Liquid crystal displays tend to appear blank when viewed from angles other than straight on, placed in direct sunlight, subjected to rapid changes in temperature or accelerated rapidly. In addition, their batteries run down quickly because their entire screens must be backlighted and then blocked out in sections to provide images. By contrast, a phosphor field emission display -- traditionally used to create light in most television screens -- only energizes pixels that provide information.
The Sandia breakthrough came when scientists probed the mechanism by which a phosphor emits light. They found that the amount of green light emitted by zinc oxide does not depend upon the thickness of the crystal, but upon the density of a defect: oxygen atoms missing from their places in the crystal. Single electrons that remain in the vacant spaces emit green light when a mild electric current is introduced.
The surface rules
"Our work has shown for the first time that the electronic properties at a material's surface have a dominant effect on its luminescent efficiency," said Sandia scientist Bill Warren.
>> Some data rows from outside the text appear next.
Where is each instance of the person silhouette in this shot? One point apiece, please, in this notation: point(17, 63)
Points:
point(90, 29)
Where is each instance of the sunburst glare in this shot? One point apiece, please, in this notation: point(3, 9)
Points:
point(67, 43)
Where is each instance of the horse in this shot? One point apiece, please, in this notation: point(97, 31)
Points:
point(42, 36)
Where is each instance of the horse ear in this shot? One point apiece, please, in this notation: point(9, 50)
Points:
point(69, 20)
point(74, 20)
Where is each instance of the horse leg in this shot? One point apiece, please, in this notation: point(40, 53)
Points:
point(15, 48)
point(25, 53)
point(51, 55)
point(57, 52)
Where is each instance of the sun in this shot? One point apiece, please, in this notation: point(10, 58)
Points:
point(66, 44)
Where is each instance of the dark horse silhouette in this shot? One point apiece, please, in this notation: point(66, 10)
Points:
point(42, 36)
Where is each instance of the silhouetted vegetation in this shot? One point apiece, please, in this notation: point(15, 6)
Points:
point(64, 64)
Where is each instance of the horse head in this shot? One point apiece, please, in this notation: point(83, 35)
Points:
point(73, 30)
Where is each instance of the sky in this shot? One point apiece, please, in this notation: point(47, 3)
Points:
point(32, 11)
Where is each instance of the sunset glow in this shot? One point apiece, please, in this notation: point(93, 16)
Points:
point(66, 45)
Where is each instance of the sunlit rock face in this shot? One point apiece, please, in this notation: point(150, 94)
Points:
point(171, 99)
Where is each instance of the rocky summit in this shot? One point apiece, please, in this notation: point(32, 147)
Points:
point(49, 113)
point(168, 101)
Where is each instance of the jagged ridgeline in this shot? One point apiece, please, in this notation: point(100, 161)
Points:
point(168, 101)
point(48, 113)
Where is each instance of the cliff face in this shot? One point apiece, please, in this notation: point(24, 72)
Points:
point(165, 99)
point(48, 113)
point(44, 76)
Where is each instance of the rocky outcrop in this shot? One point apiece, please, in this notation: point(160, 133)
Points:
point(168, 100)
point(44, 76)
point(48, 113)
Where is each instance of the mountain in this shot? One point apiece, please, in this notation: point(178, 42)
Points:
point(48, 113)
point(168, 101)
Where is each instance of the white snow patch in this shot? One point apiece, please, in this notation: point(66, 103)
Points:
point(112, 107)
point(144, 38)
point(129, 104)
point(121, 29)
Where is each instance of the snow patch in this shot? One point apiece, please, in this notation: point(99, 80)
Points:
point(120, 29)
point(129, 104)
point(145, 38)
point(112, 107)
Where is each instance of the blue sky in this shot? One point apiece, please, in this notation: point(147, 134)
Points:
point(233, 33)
Generating light from phosphors requires large voltage drops of approximately 25 kV -- drops incompatible with battery-powered portable units. By activating the surface, however, Sandia scientists believe they can produce phosphors that operate at 0.5 kV. Less power can be applied because of newly developed microscopic structures shaped like tiny cones that deliver small amounts of low-voltage current to each red-blue-green pixel on a phosphor screen less than a millimeter away.
Sandia's arsenal of analytical tools were the key to the discovery, said physicist Carl Seager. These include photothermal deflection spectroscopy, unavailable commercially, which determines a powder's optical absorption by measuring the increase in heat of a liquid in contact with the powder. The increase changes the liquid's refractivity, which bends a laser beam passing through it.
Sandia also uses a variety of other spectroscopic techniques, including cathodoluminescence and electron spin resonance, which allow the observation of light-emitting centers in atomic detail.